Lachend gibt Ursel ihm recht.
„Eine ganz normale Marke. Nicht immer hatte ich Zeit und Muße, mich am Postamt anzustellen und oft wollte ich den Brief auch endlich auf die Reise geben.“
Interessiert betrachtet David weitere Umschläge. Disney-Motive, Präsidenten, besondere Ereignisse.
„Ich weiß noch, wie ich damals dauernd auf Post gewartet habe. Das Telefonieren war so teuer und ich wollte doch wissen, wie es dir geht“, erinnert sich Anke. „Es war schon seltsam, dich so weit weg zu wissen.“
Ursel nippt an ihren Wein und beobachtet amüsiert den Jungen, den die Briefmarken jetzt doch schnell langweilen.
„Du solltest ja ein Teil von meinem Leben bleiben. Und wenn ich das hier heute so sehe, bin ich selbst ganz überrascht, wo ich überall war. Wie viel ich dir geschrieben habe. Ich glaube, ich weiß war nicht mehr, was ich dir alles geschrieben habe.“
Lachend deutet Anke auf eine Postkarte aus Mexiko.
„Julio ist ein Depp – ich werde das Land verlassen“, liest sie dann vor. Während ihr Enkelsohn sich auf die Suche nach einer anderen Beschäftigung begibt, zwinkert sie der Schwester zu. Die hat die Hände vor dem Gesicht zusammengeschlagen.

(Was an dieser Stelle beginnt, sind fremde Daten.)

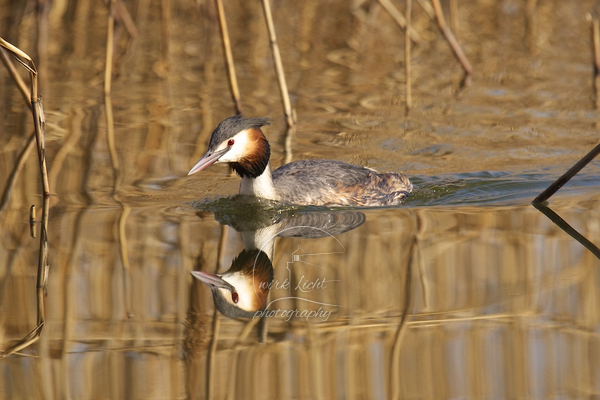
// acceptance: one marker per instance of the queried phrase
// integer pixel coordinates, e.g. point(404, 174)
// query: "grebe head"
point(240, 142)
point(243, 289)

„Oder hier. Eine Karte aus Paris: Franzosen werden überbewertet. C´est la vie – ich versuche es bei den Italienern“, zitiert sie trocken. Dann wird sie ernst.
„Es gibt einen Brief aus Mailand, in dem du dich seitenweisen über die Ansprüche an jungen Tänzerinnen auslässt. Vermutlich würden deine damaligen Aussagen noch heute in die Branche passen. Berührt hat mich auch einer deiner ersten Briefe aus New York, in dem du die Magie des glitzernden Broadways beschreibst.“
Entspannt lehnt sich Ursel zurück.
„Oh ja, daran entsinne ich mich. Und du müsstest eine Postkarte mit der 5th Avenue als Motiv haben, in der ich dir von meinem ersten Job erzähle.“
Kichernd wühlt Anke in dem Stapel und zieht sie hervor.

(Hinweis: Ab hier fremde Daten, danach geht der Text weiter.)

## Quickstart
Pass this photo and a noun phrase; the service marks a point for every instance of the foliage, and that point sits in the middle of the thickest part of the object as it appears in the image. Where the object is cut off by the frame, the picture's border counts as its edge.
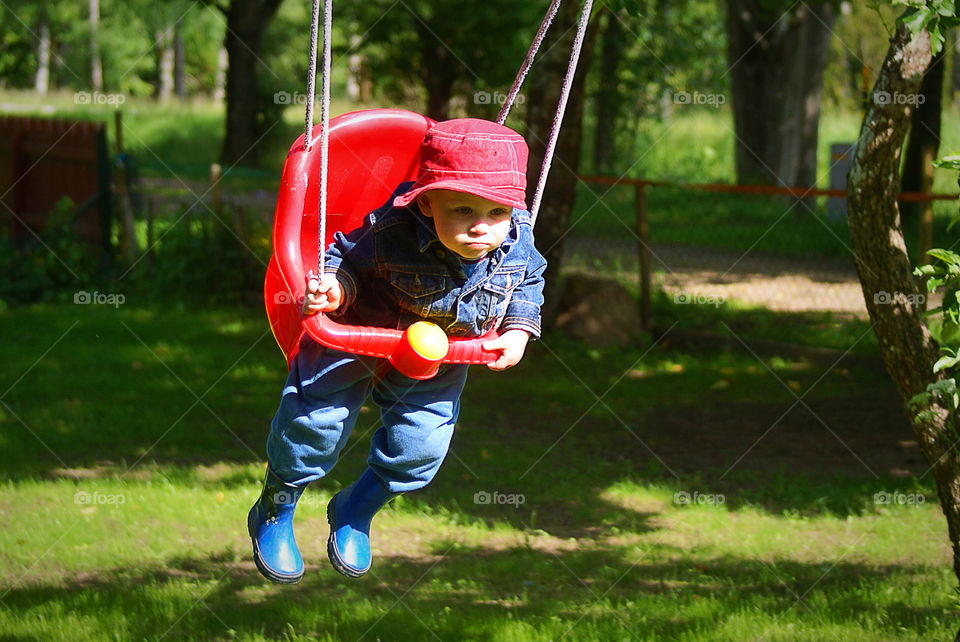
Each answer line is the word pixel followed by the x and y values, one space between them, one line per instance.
pixel 202 262
pixel 50 267
pixel 936 16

„Die hat damals Paul aus dem Briefkasten geholt und er liebte diese Marke“, sagt sie mit einem versonnenen Lächeln.
Auch Ursel wird es ganz anders um Herz.
„Eine Sondermarke für den Broadway und ich habe sie wochenlang herumgetragen, weil ich sie unbedingt hierauf kleben wollte. Immerhin war es ein Meilenstein in meinem Leben.“
Liebevoll streicht sie darüber und reicht die Karte an Anke zurück. Obwohl David einiges durcheinandergebracht hat, hat sie einen Überblick und eine Ordnung.

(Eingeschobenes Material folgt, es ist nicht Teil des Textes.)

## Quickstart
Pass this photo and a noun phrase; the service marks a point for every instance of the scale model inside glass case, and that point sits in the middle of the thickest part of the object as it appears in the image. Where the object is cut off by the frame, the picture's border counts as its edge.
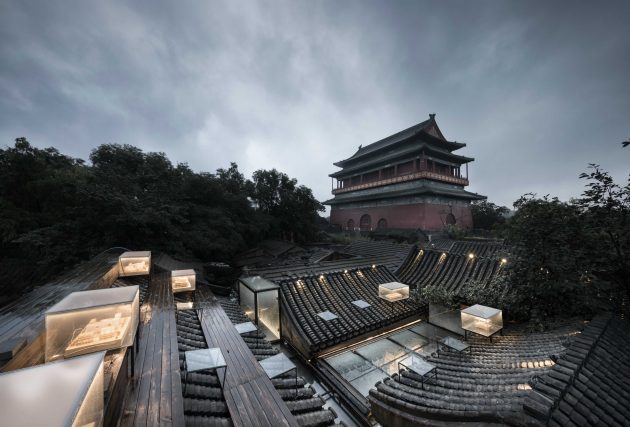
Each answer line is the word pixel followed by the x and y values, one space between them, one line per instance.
pixel 183 280
pixel 65 393
pixel 90 321
pixel 393 291
pixel 135 263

„Nun bin ich wieder hier und bin absolut glücklich darüber. Es hat Spaß gemacht die Welt zu sehen und sich einen Platz zu suchen. Nun ist er hier, bei euch, meiner Familie. Back to the roots, wie man auf Englisch sagen würde. Und neben meinen Tagebüchern ist diese Kiste die beste Erinnerung an diese Zeit. Bei manchem Poststempel muss ich lachen und werde nachher in meinen eigenen Erinnerungen stöbern. Danke, dass du all das aufgehoben hast“, sagt Ursel jetzt mit einem Kloß im Hals.
Schmunzelnd packt Anke alles zurück in die Kiste und verschließt den Deckel sorgfältig.
„Im Aufheben bin ich gut, weißt du.“ Sie greift nach ihrem Glas und prostet der Schwester zu. „Paul hätte gerne, dass ich noch mehr entsorge, aber gegen die Briefmarken hatte er kein Argument“, kichert sie dann. Sie ist so glücklich, dass Ursel zurück in Deutschland ist und sie sich wieder so gut verstehen. Ursel mag weit weg und viel auf Reisen gewesen sein, aber Anke ist sie immer nah geblieben. Im Herzen. Dank manch hastig verfassten Zeile oder einem langen Brief. Und dem Band, dass nur Schwestern verbindet.